On honesty and grants

Recently, Crowdfight has obtained an ACX grant. I wrote application to this grant, and I’m extremely surprised about how it makes me feel.

As with other grants I have obtained in the past, I’m thrilled, grateful, and motivated to do my best. Unlike with other grants, I’m also motivated to be honest and straightforward with the funder.

With other grants, I feel compelled to oversell my project when applying for the grant, and to oversell my results when writing the final report. It feels that I need to conform with strict expectations that I don’t fully understand and that feel unachievable (Can I really predict the equipment I will be buying 5 years from now?).

This case felt different: I wrote the application in a very straightforward way, highlighting the good parts of the project (of course), but without fear of “saying something wrong”, which I often feel when writing other grants, and which makes me less honest when applying for other grants. And, most surprisingly, right now I feel I will be completely honest when reporting our results. If we fail, I think I will admit that we did. Furthermore, if we fail because I’m useless and didn’t get our organization to achieve even our basic aims, I think I will admit that too. There are two key questions: Whether this is good, and why it happens.

Is this good? I think it is. One might think that I feel less pressure to work hard, but I feel the opposite. I feel the trust that comes with the grant, and I want to honor it. It also happens that I’m super enthusiastic about this project, so I don’t think I need any more motivation or pressure. And it’s obviously good to have people reporting their aims and results truthfully, as asymmetric information is one of the biggest sources of inefficiencies in our world.

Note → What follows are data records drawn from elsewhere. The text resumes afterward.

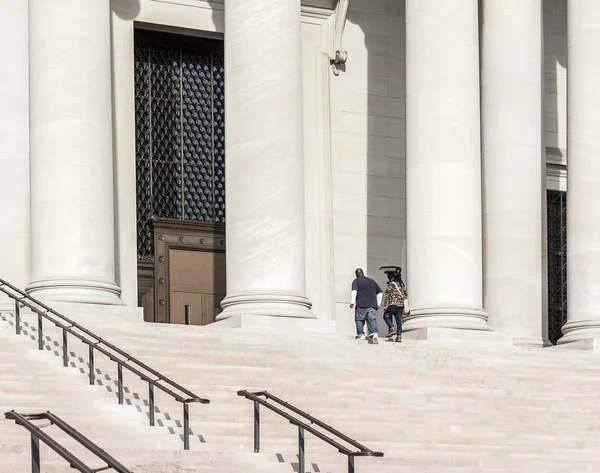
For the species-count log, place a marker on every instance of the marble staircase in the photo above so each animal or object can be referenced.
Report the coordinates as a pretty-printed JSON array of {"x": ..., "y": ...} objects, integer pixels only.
[{"x": 429, "y": 407}]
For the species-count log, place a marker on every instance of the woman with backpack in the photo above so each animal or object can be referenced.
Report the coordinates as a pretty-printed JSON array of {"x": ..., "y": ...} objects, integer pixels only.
[{"x": 393, "y": 304}]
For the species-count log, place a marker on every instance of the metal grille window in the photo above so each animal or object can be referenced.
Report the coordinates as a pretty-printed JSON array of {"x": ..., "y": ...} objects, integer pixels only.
[
  {"x": 557, "y": 264},
  {"x": 180, "y": 131}
]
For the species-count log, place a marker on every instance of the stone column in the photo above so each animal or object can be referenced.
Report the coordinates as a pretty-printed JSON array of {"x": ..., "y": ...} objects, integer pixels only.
[
  {"x": 73, "y": 257},
  {"x": 513, "y": 168},
  {"x": 443, "y": 169},
  {"x": 264, "y": 173},
  {"x": 583, "y": 172}
]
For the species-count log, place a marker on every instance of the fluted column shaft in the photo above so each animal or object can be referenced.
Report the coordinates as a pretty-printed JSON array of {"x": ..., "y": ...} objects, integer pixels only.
[
  {"x": 72, "y": 221},
  {"x": 513, "y": 168},
  {"x": 443, "y": 169},
  {"x": 583, "y": 172},
  {"x": 265, "y": 172}
]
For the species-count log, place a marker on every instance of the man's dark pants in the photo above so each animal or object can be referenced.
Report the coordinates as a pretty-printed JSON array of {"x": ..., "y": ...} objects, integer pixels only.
[{"x": 368, "y": 314}]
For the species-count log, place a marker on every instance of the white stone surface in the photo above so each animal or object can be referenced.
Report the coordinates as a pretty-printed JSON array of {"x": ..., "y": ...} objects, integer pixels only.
[
  {"x": 14, "y": 143},
  {"x": 71, "y": 152},
  {"x": 583, "y": 178},
  {"x": 368, "y": 149},
  {"x": 443, "y": 170},
  {"x": 513, "y": 152},
  {"x": 265, "y": 169}
]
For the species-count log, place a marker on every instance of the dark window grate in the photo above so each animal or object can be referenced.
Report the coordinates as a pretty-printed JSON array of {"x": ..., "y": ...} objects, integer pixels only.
[
  {"x": 557, "y": 263},
  {"x": 180, "y": 132}
]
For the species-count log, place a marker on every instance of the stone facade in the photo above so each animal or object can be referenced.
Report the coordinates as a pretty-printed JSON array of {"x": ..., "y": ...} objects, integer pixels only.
[{"x": 344, "y": 147}]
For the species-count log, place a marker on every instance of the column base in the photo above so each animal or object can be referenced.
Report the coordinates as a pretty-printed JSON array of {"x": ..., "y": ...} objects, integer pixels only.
[
  {"x": 266, "y": 305},
  {"x": 76, "y": 290},
  {"x": 453, "y": 335},
  {"x": 465, "y": 319},
  {"x": 580, "y": 331}
]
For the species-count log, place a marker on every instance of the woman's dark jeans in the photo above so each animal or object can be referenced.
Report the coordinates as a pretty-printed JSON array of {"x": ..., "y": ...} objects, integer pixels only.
[{"x": 395, "y": 311}]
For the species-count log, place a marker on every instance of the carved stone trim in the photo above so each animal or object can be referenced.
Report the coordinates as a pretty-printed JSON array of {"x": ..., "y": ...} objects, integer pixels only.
[
  {"x": 179, "y": 235},
  {"x": 339, "y": 56}
]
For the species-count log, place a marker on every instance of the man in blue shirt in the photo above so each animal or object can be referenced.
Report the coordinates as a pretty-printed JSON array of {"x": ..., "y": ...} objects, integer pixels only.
[{"x": 366, "y": 299}]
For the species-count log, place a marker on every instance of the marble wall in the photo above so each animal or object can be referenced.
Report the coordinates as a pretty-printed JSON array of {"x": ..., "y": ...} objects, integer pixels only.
[{"x": 368, "y": 149}]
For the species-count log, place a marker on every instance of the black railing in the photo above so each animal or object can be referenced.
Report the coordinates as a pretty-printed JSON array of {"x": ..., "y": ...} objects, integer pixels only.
[
  {"x": 94, "y": 342},
  {"x": 258, "y": 400},
  {"x": 37, "y": 434}
]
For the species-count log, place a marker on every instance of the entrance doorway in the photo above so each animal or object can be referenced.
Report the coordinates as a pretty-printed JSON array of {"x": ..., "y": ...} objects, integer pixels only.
[
  {"x": 197, "y": 286},
  {"x": 180, "y": 176}
]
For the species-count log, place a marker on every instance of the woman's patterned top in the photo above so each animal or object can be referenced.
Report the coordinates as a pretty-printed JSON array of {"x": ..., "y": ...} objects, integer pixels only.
[{"x": 395, "y": 293}]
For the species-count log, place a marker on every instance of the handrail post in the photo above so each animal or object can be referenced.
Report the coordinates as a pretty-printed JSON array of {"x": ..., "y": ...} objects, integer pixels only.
[
  {"x": 120, "y": 382},
  {"x": 301, "y": 466},
  {"x": 17, "y": 317},
  {"x": 35, "y": 454},
  {"x": 65, "y": 349},
  {"x": 256, "y": 427},
  {"x": 92, "y": 370},
  {"x": 151, "y": 403},
  {"x": 186, "y": 426},
  {"x": 40, "y": 333}
]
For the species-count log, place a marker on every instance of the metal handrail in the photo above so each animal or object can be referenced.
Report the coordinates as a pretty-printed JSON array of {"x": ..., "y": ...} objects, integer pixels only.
[
  {"x": 127, "y": 361},
  {"x": 37, "y": 434},
  {"x": 303, "y": 426}
]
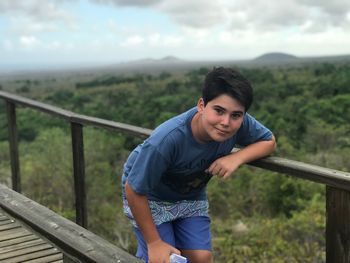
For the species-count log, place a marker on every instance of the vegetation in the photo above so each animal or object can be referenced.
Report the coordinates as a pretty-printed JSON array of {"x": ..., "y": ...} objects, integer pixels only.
[{"x": 258, "y": 216}]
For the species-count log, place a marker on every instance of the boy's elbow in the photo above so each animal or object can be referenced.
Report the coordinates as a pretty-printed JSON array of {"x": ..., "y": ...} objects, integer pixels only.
[{"x": 273, "y": 143}]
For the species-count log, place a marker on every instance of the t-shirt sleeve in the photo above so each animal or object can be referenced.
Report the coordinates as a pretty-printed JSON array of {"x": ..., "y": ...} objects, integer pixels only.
[
  {"x": 147, "y": 169},
  {"x": 252, "y": 131}
]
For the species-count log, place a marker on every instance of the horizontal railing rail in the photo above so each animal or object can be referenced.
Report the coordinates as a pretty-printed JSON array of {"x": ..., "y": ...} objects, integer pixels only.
[
  {"x": 75, "y": 242},
  {"x": 337, "y": 182}
]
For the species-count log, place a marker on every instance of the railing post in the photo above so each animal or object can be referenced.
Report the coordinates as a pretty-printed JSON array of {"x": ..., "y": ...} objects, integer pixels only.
[
  {"x": 79, "y": 174},
  {"x": 13, "y": 145},
  {"x": 337, "y": 225}
]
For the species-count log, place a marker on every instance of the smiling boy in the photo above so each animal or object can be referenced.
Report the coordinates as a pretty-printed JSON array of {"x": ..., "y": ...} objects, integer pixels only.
[{"x": 165, "y": 177}]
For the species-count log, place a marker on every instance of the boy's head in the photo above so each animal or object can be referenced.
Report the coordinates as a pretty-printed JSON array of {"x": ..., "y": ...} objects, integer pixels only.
[{"x": 230, "y": 82}]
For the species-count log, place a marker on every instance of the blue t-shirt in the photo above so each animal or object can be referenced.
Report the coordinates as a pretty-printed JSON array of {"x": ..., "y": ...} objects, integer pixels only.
[{"x": 170, "y": 165}]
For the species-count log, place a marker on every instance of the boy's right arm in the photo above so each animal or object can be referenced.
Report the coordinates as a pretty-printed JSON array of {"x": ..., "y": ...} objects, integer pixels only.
[{"x": 158, "y": 250}]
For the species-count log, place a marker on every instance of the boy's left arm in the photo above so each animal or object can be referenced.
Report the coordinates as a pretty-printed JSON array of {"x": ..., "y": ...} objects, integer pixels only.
[{"x": 225, "y": 166}]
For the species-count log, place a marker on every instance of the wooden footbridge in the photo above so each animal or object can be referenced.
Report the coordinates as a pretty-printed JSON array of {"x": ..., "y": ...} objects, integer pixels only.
[{"x": 30, "y": 232}]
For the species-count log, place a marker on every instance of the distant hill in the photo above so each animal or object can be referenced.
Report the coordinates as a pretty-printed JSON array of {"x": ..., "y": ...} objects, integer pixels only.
[{"x": 275, "y": 57}]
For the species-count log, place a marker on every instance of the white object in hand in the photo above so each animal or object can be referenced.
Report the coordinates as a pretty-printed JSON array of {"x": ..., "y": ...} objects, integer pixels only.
[{"x": 175, "y": 258}]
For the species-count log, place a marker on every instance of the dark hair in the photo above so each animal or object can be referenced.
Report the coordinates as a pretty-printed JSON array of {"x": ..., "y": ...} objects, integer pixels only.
[{"x": 227, "y": 81}]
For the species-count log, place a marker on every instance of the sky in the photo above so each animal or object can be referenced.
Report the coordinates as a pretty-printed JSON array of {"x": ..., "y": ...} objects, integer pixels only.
[{"x": 86, "y": 32}]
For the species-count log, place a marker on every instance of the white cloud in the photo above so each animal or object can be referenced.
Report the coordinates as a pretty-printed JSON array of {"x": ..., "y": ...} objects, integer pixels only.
[
  {"x": 29, "y": 42},
  {"x": 132, "y": 41}
]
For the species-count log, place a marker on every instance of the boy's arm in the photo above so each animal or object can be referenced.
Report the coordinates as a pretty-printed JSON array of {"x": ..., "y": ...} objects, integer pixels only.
[
  {"x": 225, "y": 166},
  {"x": 158, "y": 250}
]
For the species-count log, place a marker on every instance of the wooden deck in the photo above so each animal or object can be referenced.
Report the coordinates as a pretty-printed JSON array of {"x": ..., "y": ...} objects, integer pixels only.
[{"x": 17, "y": 244}]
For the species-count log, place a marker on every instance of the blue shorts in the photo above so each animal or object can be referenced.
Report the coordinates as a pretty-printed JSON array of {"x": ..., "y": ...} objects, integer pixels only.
[{"x": 191, "y": 233}]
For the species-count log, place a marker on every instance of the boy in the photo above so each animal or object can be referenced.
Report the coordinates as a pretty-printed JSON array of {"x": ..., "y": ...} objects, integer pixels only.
[{"x": 165, "y": 177}]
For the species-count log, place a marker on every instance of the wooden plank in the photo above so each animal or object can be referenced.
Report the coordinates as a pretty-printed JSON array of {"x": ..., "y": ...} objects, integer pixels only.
[
  {"x": 22, "y": 245},
  {"x": 79, "y": 174},
  {"x": 67, "y": 236},
  {"x": 11, "y": 225},
  {"x": 76, "y": 118},
  {"x": 51, "y": 258},
  {"x": 32, "y": 256},
  {"x": 23, "y": 251},
  {"x": 331, "y": 177},
  {"x": 337, "y": 225},
  {"x": 11, "y": 234},
  {"x": 13, "y": 144},
  {"x": 18, "y": 240},
  {"x": 6, "y": 222}
]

Why does it happen? I’m not sure, but I can identify several factors that may contribute to it:

  • Broad topic: The grant was not oriented to a particular discipline, so I didn’t feel the need to bend reality to make it look like my project was perfectly aligned with the aims of the call.
  • Informality/closeness: The grant call was quite informal, written by a person (with a person’s “voice”) rather than by an institution.
  • Flexibility and common sense: The call clearly acknowledged the possibility of failure. We were asked to estimate our chances of success, making it clear that low success probability was acceptable. Also, when asking for the budget, we were allowed to set a range rather than an exact-and-amazingly-well-justified number. This flexibility makes it clear that there are no unreasonable expectations. If the funder knows how things work, then I can have an honest conversation with them.

This was a very special call, and I understand that its methodology cannot be scaled to other situations. But I think there are lessons to be learned, because at least the first and third points could be partially applied in other types of grants.

To be completely honest, there is probably one last point that affects my psychology here: I’m not doing this for myself, and it’s not my main job. If it turns out that Crowdfight is not viable, I want to be the first to realize and stop investing my time into it. So if we fail, I will not want to get another grant after this one.

However, I don’t think this last point is as relevant as it seems. I won’t want another grant for Crowdfight, but I will want another grant for my next idea, so I’m still afraid of looking bad. And if I think about traditional grants, my biggest fear is not to look bad, but to disappoint some humanless, heartless system, by breaking the promise I made of spending 7056.34 € in a microscope.